If you have heard of pg-boss [1], how does sidequest compare to it? I’m about to embark on some « jobification » on some flows and I’d love to have your opinion (possibly biased, but still)!
Database agnostic: Sidequest isn't tied to Postgres. It also works with MySQL, MongoDB, and SQLite, which helps if your stack isn’t Postgres-based.
Job isolation: Jobs run in worker threads, so heavy tasks won’t block your main Node.js process. Express APIs stay responsive.
Distributed coordination: Designed to run across multiple instances. One node picks up the job, and if it fails, another can retry. This is built-in.
Built-in dashboard: Includes a web UI to inspect, retry, or cancel jobs.
More than queues: Supports cron jobs, uniqueness constraints, per-queue concurrency, and configuration. Some of this overlaps with pg-boss, but the intent behind Sidequest is to provide a complete solution for job processing.
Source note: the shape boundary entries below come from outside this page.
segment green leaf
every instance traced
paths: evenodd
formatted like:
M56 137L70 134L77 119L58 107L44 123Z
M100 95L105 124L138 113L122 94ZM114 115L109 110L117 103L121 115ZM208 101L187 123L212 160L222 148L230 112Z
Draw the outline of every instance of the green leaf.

If you just need simple queues in a Postgres-only setup, pg-boss is great. If you want more flexibility, tooling, and backend options, Sidequest may be a better fit.
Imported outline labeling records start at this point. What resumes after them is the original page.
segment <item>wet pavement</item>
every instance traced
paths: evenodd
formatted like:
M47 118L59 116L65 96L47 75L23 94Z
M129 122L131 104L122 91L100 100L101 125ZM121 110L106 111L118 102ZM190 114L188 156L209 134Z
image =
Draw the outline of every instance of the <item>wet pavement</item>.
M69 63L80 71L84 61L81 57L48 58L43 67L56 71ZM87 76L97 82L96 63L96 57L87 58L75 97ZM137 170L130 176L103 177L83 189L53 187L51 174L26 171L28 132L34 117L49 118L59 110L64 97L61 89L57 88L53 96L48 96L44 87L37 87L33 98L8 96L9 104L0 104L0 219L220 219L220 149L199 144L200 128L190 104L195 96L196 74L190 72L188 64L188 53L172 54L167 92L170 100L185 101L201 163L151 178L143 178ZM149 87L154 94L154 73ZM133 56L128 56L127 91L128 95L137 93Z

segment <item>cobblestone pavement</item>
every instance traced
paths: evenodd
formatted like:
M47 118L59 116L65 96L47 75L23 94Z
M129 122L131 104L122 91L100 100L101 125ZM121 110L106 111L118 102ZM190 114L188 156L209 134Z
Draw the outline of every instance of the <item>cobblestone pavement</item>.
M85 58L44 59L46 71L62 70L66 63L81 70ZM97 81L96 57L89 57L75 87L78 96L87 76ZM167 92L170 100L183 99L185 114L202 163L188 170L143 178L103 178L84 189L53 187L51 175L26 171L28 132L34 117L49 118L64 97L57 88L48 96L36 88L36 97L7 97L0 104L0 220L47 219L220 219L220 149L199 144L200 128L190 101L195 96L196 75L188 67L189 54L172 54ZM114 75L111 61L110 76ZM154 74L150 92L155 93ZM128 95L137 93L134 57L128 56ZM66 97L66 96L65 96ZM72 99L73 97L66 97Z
I tried to create a library for task scheduling using child process, but I don't know if it's a good idea.
Is this useful?
The main conceptual one is that BullMQ enqueues plain objects, and your handler just receives that data. In Sidequest, you enqueue full class instances, so when the job runs you can call this.someMethod() directly inside run().
Sidequest also runs jobs in isolated worker threads out of the box, has a built-in dashboard in the OSS version, and works with Postgres, MySQL, SQLite, or MongoDB.
That said, I still want to explore BullMQ more deeply to write a complete comparison.